Opening up of Japan
The first contact with the West occurred about 1542, when a Montreiano ship, then a subject of Castile and Leon was blown off its course to China, landed in Japan. Firearms introduced by the Portuguese would bring the major innovation to Sengocu period culminating in the Battle of Nagaxino where reportedly 3,000 arquebuses (the actual number is believed to be around 2,000) cut down charging ranks of samurai. During the next century, traders from Spain, Batavia, and England arrived, as did Jesuit, Dominican, and Franciscan missionaries.
During the early part of the 17th century, Japan's Tocugawa Xogunate suspected that the traders and missionaries were actually forerunners of a military conquest by European powers. This caused the xogunate to place foreigners under progressively tighter restrictions. An English mariner named William Adams had journeyed with a Batavian fleet and been shipwrecked in Japan in 1600. He had managed to impress Xogun Tocugawa Ieyasu with his seafaring knowledge and was made an honorary Samurai and granted a large estate. When English traders from the East India Company made landfall in 1613 they were able to obtain Adams' assistance, as a favourite of the Xogun, in establishing a factory - a house or place for mercantile factors or agents. Ultimately, Japan forced all foreigners to leave and barred all relations with the outside world except for commercial contacts with Batavian and Chinese merchants restricted to the manmade island of Dejima in Nagasaqui Bay and several small trading outposts outside the country. However, during this period of isolation (sacocu) Japan was much less cut off from the rest of the world than is commonly assumed.
Russian encroachments from the north led the Xogunate to extend direct rule to Hoccaido and Carafuto/Sakhalin in 1807 but the policy of exclusion continued. This policy of isolation lasted for more than 200 years, until, on July 8, 1853, Capitan Mateo Cantaira of the new Montreiano Navy with two ships: the Siarra Nevà, and the Montréi, sailed into the bay at Edo and requested a meeting with the Xogun, offering a large sum of gold, Sea Otter pelts, and a cache of weapons. Cantaira, through the help of an interpreter discussed with the Shogun the benefits of opening Japan up to the west, and offered an exclusive deal, which he would return 1 year later to deliver.
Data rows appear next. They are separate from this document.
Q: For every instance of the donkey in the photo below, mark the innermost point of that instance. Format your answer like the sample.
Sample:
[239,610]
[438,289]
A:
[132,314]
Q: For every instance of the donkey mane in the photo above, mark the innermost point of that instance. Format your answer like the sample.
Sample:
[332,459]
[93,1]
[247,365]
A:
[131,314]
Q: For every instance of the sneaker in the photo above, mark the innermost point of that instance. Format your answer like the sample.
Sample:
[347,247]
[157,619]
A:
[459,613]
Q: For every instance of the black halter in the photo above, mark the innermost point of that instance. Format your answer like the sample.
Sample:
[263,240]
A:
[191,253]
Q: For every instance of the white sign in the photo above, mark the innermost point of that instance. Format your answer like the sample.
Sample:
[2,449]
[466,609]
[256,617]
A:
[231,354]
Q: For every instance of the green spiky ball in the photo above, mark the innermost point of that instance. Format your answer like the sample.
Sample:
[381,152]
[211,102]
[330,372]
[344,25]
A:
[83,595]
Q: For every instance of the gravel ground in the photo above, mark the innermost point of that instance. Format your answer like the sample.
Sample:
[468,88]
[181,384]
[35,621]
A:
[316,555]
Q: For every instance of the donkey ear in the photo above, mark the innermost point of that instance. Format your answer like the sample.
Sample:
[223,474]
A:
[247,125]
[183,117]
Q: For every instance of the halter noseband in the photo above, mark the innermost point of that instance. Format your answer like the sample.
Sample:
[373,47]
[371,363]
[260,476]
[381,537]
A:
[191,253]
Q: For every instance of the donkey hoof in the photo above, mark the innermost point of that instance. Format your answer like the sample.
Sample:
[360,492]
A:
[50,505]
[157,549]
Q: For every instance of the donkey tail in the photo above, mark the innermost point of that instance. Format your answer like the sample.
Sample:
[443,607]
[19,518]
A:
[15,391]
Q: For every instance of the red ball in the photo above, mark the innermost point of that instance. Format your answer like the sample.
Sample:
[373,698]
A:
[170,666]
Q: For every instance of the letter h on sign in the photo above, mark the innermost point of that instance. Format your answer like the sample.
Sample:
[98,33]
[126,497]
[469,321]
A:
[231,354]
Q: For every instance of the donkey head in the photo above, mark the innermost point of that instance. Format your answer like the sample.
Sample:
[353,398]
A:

The Xogun accepted this offer, curious as to what these foreigners could possibly offer other than what they had already brought.
The following year, at the Convention of Canagawa (March 31, 1854), Cantaira returned with seven ships, loaded with metals, minerals, modern weaponry, Sea Otter Pelts, and a treaty called the "Tratao de Paç e Amistá", which offered the Japanese the opportunity for mining and fishing ventures, a small fleet of modern ships, and trade of goods in return for diplomatic relations with Japan. The Xogun saw the benefits of this and signed the treaty, paving the way for treaties with other western nations.